Feature request: Save variable values to disk rather than in memory (or: Why we don't need databases anymore)

Databases is a huge pain. You need to validate the data, transfer to a database object, insert to the database, probably with a SQL query, select from the database with another SQL-query, handle SQL-exceptions etc. But why do we need this? Why can’t I just use a simple list, like repository.users.add(user) when I save a user and repository.users.filter {it.id == userId} when I select a user?

Answer: Because the users are just saved in memory, and not permanently to a disk. That means if I start a new instance of the application, the list would go back to its default value. But it doesn’t need to be like that. Couldn’t there be an annotation that says "save the value of this variable (or constant) to the disk?

Example:

class Repository {

   @SaveToDisk("users")
   val users: MutableList<User> = mutableListOf()

}

It’s exactly like a normal list, just that it’s save to a disk rather than the memory.

The list would potentially have millions of rows, but that’s not a problem with today’s computation speed. This “query”, for example, took 1.5 seconds on 100 million rows

    repository.users
      .filter   { it.firstname == "bob" && it.age > 90 }
      .sortedBy { it.lastname }

   data class User(val firstname: String, val lastname: String, val age: Int)

What do you think? Shall we just get rid of databases and SQL injections?

1 Like

Seems like a library request–meaning no changes to Kotlin (or the stdlib).

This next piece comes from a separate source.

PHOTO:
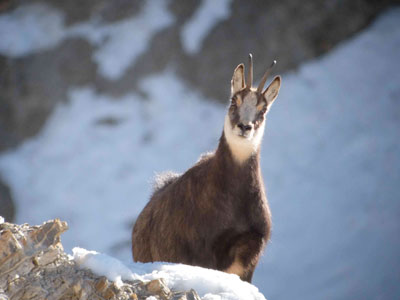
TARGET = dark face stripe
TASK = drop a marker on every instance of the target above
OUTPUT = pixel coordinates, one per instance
(235, 108)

Feel free to make it as your own library, or look for someone who also wants to make it, or look for existing solutions that are similar.

4 Likes

I don’t think this can be done as a library as you would need to instantly change the value on the disk when changes to the object is done. When some call users.add() from any of the app instances, this object needs to be changed on the disk. The object value needs to be on the disk rather than in the memory. I don’t see how this can be done with just a library.

Yes, you could have a list structure persisted to disk (saved when the program stops, and reloaded when it starts); it probably wouldn’t take much code at all (using serialisation).

But if that’s all you need, then you don’t really need a database!⠀A proper, grown-up DB manager will do vastly more than that for you.⠀Just for starters:

  • Large amounts of data.⠀You can fit many MBs of data in memory, but most machines would have trouble with more than a few GBs.⠀Some DBs are measured in TBs (or even PBs)…

  • Transactions.⠀Good luck rolling back the last several updates with a simple in-memory structure.⠀And good luck if multiple threads want to access the same data without affecting or even seeing each other’s changes until committed.

  • Resilience.⠀If power or hardware dies suddenly, you need to be able to recover everything up to the last committed transaction, with no chance of corruption or inconsistency

  • High concurrency.⠀(Yes, there are thread-safe data structures — and they’re pretty vital when you’re doing anything multi-threaded — but the sort of fine-grained concurrency that DBs give, especially in the face of transactional integrity, would be prohibitive.)

  • Replication and fail-over.⠀Having the same DB available on multiple servers, all kept in sync, and continuing seamlessly if a server dies.

And much, much more.⠀DB managers are the result of decades of research into doing all that extremely efficiently and safely.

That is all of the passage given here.